After several minutes, Shane noticed that they hadn’t said another word to each other and admitted that he’d missed Luke’s quiet, unassuming friendship all these years. The animosity that had torn them apart was gone, and without it hanging over them, the old camaraderie was returning. Just like old times when he’d been pissed at who knew what, simply sitting with his friend and knowing Luke understood him helped ease the grief. Though his friend hadn’t said it, Shane sensed that Luke cared about him. Even after every stupid thing he’d done.
“You’re a better friend than I’ve ever been,” he said. “I wish I’d realized it sooner. I wish I’d realized a lot of things sooner.”
Luke gripped his shoulder for a minute, then grinned. “Better late than never. If you’re up for it, come back in.”

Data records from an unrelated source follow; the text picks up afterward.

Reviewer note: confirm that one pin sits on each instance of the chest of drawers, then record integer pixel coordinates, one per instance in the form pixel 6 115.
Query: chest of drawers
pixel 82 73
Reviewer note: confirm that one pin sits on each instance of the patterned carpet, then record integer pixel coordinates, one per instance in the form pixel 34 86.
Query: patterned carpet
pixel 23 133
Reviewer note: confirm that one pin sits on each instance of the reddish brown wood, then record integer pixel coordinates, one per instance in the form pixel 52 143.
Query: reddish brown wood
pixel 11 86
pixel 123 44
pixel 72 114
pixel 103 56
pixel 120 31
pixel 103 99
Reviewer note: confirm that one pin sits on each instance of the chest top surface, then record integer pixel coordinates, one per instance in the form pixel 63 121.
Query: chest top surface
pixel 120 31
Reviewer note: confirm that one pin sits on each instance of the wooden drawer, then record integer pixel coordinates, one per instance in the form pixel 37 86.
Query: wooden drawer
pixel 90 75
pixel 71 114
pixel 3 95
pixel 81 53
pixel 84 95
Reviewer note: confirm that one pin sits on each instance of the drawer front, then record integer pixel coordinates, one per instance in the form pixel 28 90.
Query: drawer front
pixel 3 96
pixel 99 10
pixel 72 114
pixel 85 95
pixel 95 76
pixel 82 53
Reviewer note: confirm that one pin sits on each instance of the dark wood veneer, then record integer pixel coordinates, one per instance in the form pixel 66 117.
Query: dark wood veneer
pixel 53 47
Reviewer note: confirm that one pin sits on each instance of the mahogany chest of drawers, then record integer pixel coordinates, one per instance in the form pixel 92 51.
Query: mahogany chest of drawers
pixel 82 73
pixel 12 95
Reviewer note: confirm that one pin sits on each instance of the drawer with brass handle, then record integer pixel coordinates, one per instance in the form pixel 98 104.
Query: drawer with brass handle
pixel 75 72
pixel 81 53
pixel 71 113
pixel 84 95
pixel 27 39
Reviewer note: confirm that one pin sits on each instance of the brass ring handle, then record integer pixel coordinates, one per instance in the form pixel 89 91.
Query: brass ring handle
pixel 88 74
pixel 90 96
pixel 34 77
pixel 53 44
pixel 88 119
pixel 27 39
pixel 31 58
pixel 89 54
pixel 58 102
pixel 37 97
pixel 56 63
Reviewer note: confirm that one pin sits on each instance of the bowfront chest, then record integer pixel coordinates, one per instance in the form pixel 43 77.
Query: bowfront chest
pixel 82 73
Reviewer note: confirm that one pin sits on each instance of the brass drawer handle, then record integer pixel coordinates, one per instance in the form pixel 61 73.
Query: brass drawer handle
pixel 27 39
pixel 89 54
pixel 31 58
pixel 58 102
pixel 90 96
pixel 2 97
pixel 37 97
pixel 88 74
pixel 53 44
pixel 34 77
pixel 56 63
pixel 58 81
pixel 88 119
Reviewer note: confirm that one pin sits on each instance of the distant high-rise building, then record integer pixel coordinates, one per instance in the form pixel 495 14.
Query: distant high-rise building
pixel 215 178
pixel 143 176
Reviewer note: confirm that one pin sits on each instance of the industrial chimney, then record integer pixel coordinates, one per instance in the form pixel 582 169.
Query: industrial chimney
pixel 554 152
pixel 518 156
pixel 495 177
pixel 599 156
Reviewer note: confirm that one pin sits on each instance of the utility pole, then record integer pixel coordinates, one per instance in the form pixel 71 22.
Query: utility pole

Shane watched Luke walk away. He took a few minutes to gather the shreds of his courage before he followed his friend. For a moment, he leaned in the doorway and watched his father—as Luke had said—make a fool of himself over the new baby and recalled that it wasn’t only how Shane had left Ryan that had nearly destroyed his relationship with his father but also how deeply Angel’s premature birth and death had broken Austin’s heart.
Abruptly, he pushed off the doorjamb and entered the room. “I’m sorry for a minute ago,” he said. “Old feelings caught me off guard.”
“Not one of us in this room is a stranger to old feelings,” Ryan remarked. She glanced at her daughter cradled so tenderly in Austin’s arms and smiled. “Well, one of us is a stranger to them.”
“Let’s hope she stays a stranger to them,” Shane murmured.
“That’s probably too much to hope for,” Luke said. “And at any rate, it’s the pain in life that gives you the deepest appreciation for the good things.”
“I’m going to have to take your word for that.” Shane’s lips curved. “But this little girl right here…. I’d say she’s pretty good proof of it. She’s so beautiful.”
The conversation turned, as it should, to Luke and Ryan’s daughter, and though Shane was able to subvert the lingering ache of grief and the surprising twinge of envy enough to laugh with his companions, he was glad no one asked him to hold the baby again. Those feelings were too close to the surface, and he didn’t think he could handle another breach. Regardless, it was good to talk and laugh with Luke and Ryan, and in this moment, he felt like they had put the past where it belonged.
Dad’s right, Shane thought. This is where I belong. Maybe I’m not such an outsider after all.